How much metadata is produced?

phunni · September 27, 2017, 10:07am

Having backed up the majority of my video files one or two directories at a time, I decided I was close enough now to simply backup the entire video directory and rely on deduplication to make sure it didn’t take too long.

The total size of my video library is 579G and restic says (after 38 hours of backing up - with an estimated 10 remaining!) that we’re 455G through. Backblaze, however, is reporting that I currently have 592.6G data stored there - I have nothing else other than the video backups there.

I was already over 400G of the way through before I started this backup and, honestly, am shocked at how long it’s taking. I know that the B2 backend causes a lot of extra API calls (I forgot to use --force), but, even taking that into account, I’m surprised at how long this is taking.

Mostly, though, I’m surprised at how much data is going up. If I only have 455G backed up (according to restic) then, with 592.6G of data stored that’s 137.6G of meta data… Unless deduplication isn’t working properly…
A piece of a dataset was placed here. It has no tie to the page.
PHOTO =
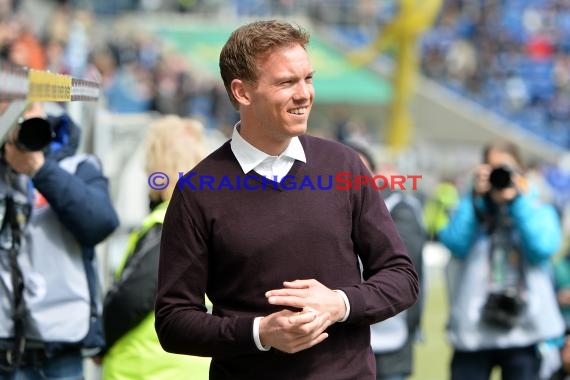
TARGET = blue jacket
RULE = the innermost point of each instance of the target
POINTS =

The command I ran to back everything up:

restic -r b2:redacted:video backup /opt/video/

An example of the commands I ran to get everything else up:

restic -o b2.connections=32 -r b2:redacted:video backup /opt/video/Blackadder/ /opt/video/studio_ghibli/

I also, sometimes, used the --force flag.

rawtaz · September 27, 2017, 10:55am

How long it takes obviously has to do with the network connection and latency. What are those, in this case?

fd0 · September 27, 2017, 10:58am

At least for me that is not unexpected. At the moment, restic will always re-read (and re-hash) all files in a new backup when a backup of a new set of directories is made.

So if you backup /foo/bar and /foo/baz before, the next backup of exactly these two directories will use the old backup to check if files have changed (mainly by timestamp). When a file hasn’t changed, the list of blobs from the previous backup is taken.

When you backup an new directory, e.g. /foo, or add a directory, restic will currently re-read all files again. This may be optimized in the future, but that’s the way it is right now. And I suspect this is the reason why the backup run takes so long for you right now.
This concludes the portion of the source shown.